黛玉含泪看向李长安,见李长安眼眶红红的,紧抿着嘴角,依旧一言不发。
李长安每次难过的时候,就是这样,一句话也不说,像是一块巨石压在人心头,沉闷得喘不过气。
指尖传来的灼烧感让黛玉心头一惊,飞快收回手指,压下快要从嗓子冒出来的痛呼,也跟着垂下眼不再说话。
静默就像是一根线,在每个人心上反复拉扯、折磨,就连心头压着的难过连一个可以宣泄的出口都没有。

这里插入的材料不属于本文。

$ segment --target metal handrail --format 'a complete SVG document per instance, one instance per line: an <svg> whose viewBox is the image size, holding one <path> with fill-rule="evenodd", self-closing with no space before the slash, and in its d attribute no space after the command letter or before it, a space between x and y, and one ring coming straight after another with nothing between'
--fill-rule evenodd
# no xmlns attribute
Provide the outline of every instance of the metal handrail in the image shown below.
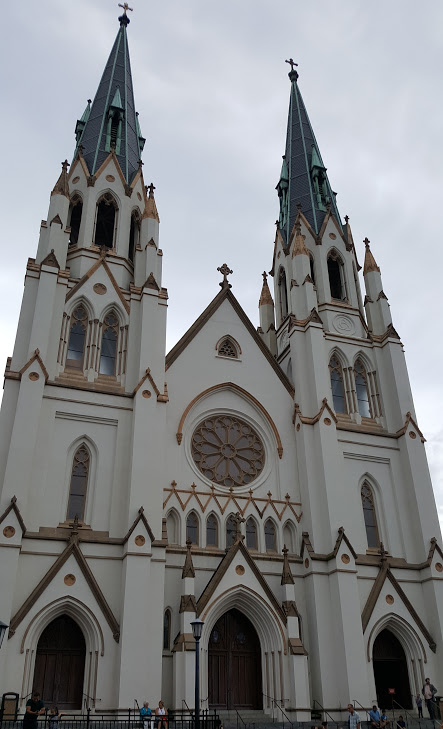
<svg viewBox="0 0 443 729"><path fill-rule="evenodd" d="M279 703L278 703L278 699L275 699L275 698L274 698L273 696L268 696L268 694L262 694L262 695L263 695L263 696L264 696L264 697L265 697L266 699L271 699L271 701L272 701L272 702L273 702L273 703L275 704L275 706L276 706L277 710L278 710L278 711L280 711L280 713L281 713L282 717L284 716L284 717L285 717L285 719L286 719L286 721L288 722L288 724L290 724L290 725L291 725L291 727L292 727L292 729L294 729L294 722L293 722L293 721L291 721L291 719L289 718L289 716L287 715L287 713L286 713L286 712L285 712L285 711L283 710L283 706L279 706ZM281 702L282 704L283 704L283 701L284 701L284 700L280 699L280 702ZM272 712L272 714L274 714L274 712ZM274 716L273 716L273 718L274 718ZM284 729L284 726L285 726L285 722L284 722L284 719L283 719L283 721L282 721L282 724L283 724L283 729Z"/></svg>
<svg viewBox="0 0 443 729"><path fill-rule="evenodd" d="M317 701L317 699L313 699L312 703L313 703L314 711L315 711L315 704L317 704L320 707L320 709L322 710L323 714L325 714L326 716L329 716L329 718L333 724L337 724L337 721L330 715L329 711L326 711L325 707L322 706L321 703L319 701Z"/></svg>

风吹起白绫的瞬间,黛玉下意识抬头看向正前方摆着的白烛。
“是我晚了一步,如果我早去半日,只要早去半日,大哥便不会——”
嘶哑的声音响起时,黛玉瞳孔一震,半晌才反应过来是李长安在说话,僵硬的扭头看过去,李长安赤红着眼,盯着李西京的灵位。
“身中数刀,死在了乱刀之下,你说,这么一个从不得罪人的老好人,怎么会成了别人的眼中钉?”
“大哥他——?”
李长安凄惨一笑,捏紧了拳头,一拳打在地上。
他想不明白,为什么李西京会成为别人的眼中钉,成了别人的挡路石,必须要除掉,就算是他什么错都没有。

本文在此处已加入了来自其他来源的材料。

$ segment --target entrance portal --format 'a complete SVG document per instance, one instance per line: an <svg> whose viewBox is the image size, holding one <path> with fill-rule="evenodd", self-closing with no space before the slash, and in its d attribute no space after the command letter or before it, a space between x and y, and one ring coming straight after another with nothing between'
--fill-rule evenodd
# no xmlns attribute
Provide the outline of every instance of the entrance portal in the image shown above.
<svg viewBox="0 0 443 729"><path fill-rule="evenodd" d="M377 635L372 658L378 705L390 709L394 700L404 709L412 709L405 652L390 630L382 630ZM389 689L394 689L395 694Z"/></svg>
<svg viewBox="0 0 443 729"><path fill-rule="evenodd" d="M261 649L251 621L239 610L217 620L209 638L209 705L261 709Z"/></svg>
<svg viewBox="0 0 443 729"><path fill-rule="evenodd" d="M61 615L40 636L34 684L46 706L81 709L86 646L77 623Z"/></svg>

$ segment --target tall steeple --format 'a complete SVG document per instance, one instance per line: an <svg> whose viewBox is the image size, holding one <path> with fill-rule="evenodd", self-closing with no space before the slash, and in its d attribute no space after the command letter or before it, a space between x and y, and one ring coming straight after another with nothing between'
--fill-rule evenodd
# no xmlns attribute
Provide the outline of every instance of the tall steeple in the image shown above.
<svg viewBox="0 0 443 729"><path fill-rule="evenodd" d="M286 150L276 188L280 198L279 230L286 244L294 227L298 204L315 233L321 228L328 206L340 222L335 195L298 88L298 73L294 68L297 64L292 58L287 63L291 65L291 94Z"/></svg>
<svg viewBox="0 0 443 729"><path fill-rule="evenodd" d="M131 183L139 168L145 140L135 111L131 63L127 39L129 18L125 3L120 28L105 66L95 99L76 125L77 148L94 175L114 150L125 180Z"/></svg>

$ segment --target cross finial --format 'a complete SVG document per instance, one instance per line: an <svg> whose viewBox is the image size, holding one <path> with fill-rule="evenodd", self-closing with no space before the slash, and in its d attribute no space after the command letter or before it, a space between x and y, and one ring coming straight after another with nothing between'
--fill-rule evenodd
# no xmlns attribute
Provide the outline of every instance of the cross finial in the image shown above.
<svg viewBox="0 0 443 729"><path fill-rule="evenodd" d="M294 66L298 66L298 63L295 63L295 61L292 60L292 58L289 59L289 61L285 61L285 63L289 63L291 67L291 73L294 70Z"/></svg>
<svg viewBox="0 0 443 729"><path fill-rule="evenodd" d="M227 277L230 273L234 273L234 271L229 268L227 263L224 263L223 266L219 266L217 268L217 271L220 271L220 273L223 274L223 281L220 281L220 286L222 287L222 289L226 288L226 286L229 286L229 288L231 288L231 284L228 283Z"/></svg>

这个世道就是这么不公,就是人人利益至上,在利益面前,什么都不是,哪怕你只是一个路人,当你拦在别人利益面前的时候,那你就是那根肉中刺。
想不到,想不到堂堂扬州知府的大公子,竟然也能死得这么不明不白,死在荒郊野岭……
盯着李长安,黛玉心口堵着的那股难过一下像是有了宣泄口,忽然转身抱住李长安,头一次哭得泣不成声。
“我知道你自责、难过,你想做什么,我都不会怪你,哪怕是——”哪怕是李长安为了报仇,敛去了现在的意气风发,去做一个“恶人”,她也认了。
反正所有人都瞧不上李长安,要是有一日李长安死了,怕是有不少人会拍手称赞,死了一个祸害。
埋头在李长安肩上,黛玉哭声越来越低,连黛玉自己也分不清究竟是为了什么在哭。
李长安听着怀里黛玉的呜咽声,盯着黑亮的棺椁,忽然仰头大笑,笑着笑着眼泪便掉了下来。
“大哥这笔债,我定要讨回来。”
☆、第二十八章
李长安病倒了。
守灵到了天明, 黛玉听着窗外的鸡鸣,不由扭头去看李长安,谁知李长安低垂着头,呼吸很轻。
意识到有些不对劲, 黛玉连忙伸手去碰李长安, 才刚扶着他胳膊, 李长安便歪倒在她身上。
灵堂前一阵慌乱后,齐叔连忙差人去请了城中最好的大夫。
大夫来了, 问诊用药施针,李家的人才知道李长安身上竟是有两处刀伤, 竟是已经感染了炎症, 而且并未好好处理过。
李长安在床上躺了几日,伤势不仅没有好转,反而越发严重, 整日高烧难退连地都下不得。
才短短七天, 脸颊已经瘦得凹下去。
“姑娘, 姑爷他——”
黛玉比了一个噤声的手势, 转身轻轻带上门,拉着紫鹃朝院子里走,生怕吵醒了刚睡着的李长安。
眉头紧蹙, 忍不住回头看了一眼紧闭着的门。
“大哥的灵柩可是要出殡了?”
“恩,已经在府外了。”紫鹃不自觉放轻了声音,忍不住道:“老爷夫人他们都在外面了, 姑娘你——”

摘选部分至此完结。